BAM Turn To Media Members In Efforts To Restore Country's Lost Pride In Badminton

KUALA LUMPUR, Sept 4 (Bernama) -- The Badminton Association of Malaysia (BAM) has sought ideas and expertise from the media to review its current structure that has continuously failed to serve the objective of producing more talented players like Datuk Lee Chong Wei.

The BAM Wednesday organised a brainstorming session with members of the media to check an alarming drop in the performance of Malaysian shuttlers on the international stage, especially in team events.

BAM President Tan Sri Tengku Mahaleel Tengku Ariff said the information, ideas and feedback from the brainstorming session would be compiled and included in the association's strategic plan that would be tabled at the BAM council meeting on Saturday.

"We received new input from the brainstorming session today and we will ensure all views and ideas are given due consideration, to determine the future of badminton in the country," he said after chairing a forum called "What must be done to help Malaysia regain the top position in the sport of badminton".
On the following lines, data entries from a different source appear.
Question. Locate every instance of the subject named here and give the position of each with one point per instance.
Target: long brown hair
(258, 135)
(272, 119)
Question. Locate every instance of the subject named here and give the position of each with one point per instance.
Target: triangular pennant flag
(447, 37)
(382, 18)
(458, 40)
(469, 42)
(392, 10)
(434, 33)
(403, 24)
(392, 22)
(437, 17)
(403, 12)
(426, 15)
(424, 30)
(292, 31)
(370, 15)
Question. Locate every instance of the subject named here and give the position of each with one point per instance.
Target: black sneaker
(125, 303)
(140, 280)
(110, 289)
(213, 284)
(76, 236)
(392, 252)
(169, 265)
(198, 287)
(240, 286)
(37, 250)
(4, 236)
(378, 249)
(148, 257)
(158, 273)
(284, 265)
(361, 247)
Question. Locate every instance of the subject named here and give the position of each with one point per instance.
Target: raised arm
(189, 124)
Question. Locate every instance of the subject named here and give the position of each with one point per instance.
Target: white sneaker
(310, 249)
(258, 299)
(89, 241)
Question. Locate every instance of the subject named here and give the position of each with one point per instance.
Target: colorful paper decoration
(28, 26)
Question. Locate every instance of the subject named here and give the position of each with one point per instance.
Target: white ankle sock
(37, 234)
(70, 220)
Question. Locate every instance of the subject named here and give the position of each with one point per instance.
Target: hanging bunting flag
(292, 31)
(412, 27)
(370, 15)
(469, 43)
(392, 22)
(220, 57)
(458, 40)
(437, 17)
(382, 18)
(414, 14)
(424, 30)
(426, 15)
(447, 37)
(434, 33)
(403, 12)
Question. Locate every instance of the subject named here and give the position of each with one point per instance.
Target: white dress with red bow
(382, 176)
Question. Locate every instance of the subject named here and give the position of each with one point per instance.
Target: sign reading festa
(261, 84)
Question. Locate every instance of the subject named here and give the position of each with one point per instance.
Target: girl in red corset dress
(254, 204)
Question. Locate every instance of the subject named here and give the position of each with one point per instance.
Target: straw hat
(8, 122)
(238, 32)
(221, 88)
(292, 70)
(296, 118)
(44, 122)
Tengku Mahaleel said what BAM needed was to look at the technology used by other countries to rejuvenate the coaching system in the country.

"The reputation of our players is not bad, just that we must admit that there are weaknesses in the grassroots development and that need to be given priority," he said when winding up resolutions during the forum.

Among media representatives who attended the forum were from the Malaysian National News Agency (Bernama), Utusan Malaysia, The Star, Sports 247, Astro Arena, Metro Harian, Berita Harian, News Straits Times and TV3 representing Media Prima.

Bernama general manager Datuk Yong Soo Heong who welcomed the initiative by BAM said the national body would be able to acquire new ideas through the forum and use them from drafting their development programmes.

"Local sports journalists are equipped with analysis of the country's performance in badminton through their coverage. So ideas offered by them (journalists) can be useful for the transformation of the country's badminton.

"We can share ideas like reviewing the training system, emphasis on discipline of players, etc. The state associations must also play an important role by initiating more competitions at club level.

"Club level competitions are a good way of producing talented players. The technology used in training must also be given due consideration," said Yong who is a former Penang state player (1970s).

News Straits Times sports journalist K.M. Boopathy suggested that BAM utilise ideas contributed by the media to enhance the quality and performance of the national squad.

"We hope the President (Tengku Mahaleel) can focus on improving development programmes at the grassroots and elite level. The focus must be on winning gold medals in the Olympics and World Championships," said Boopathy who has covered major badminton events for more than seven years.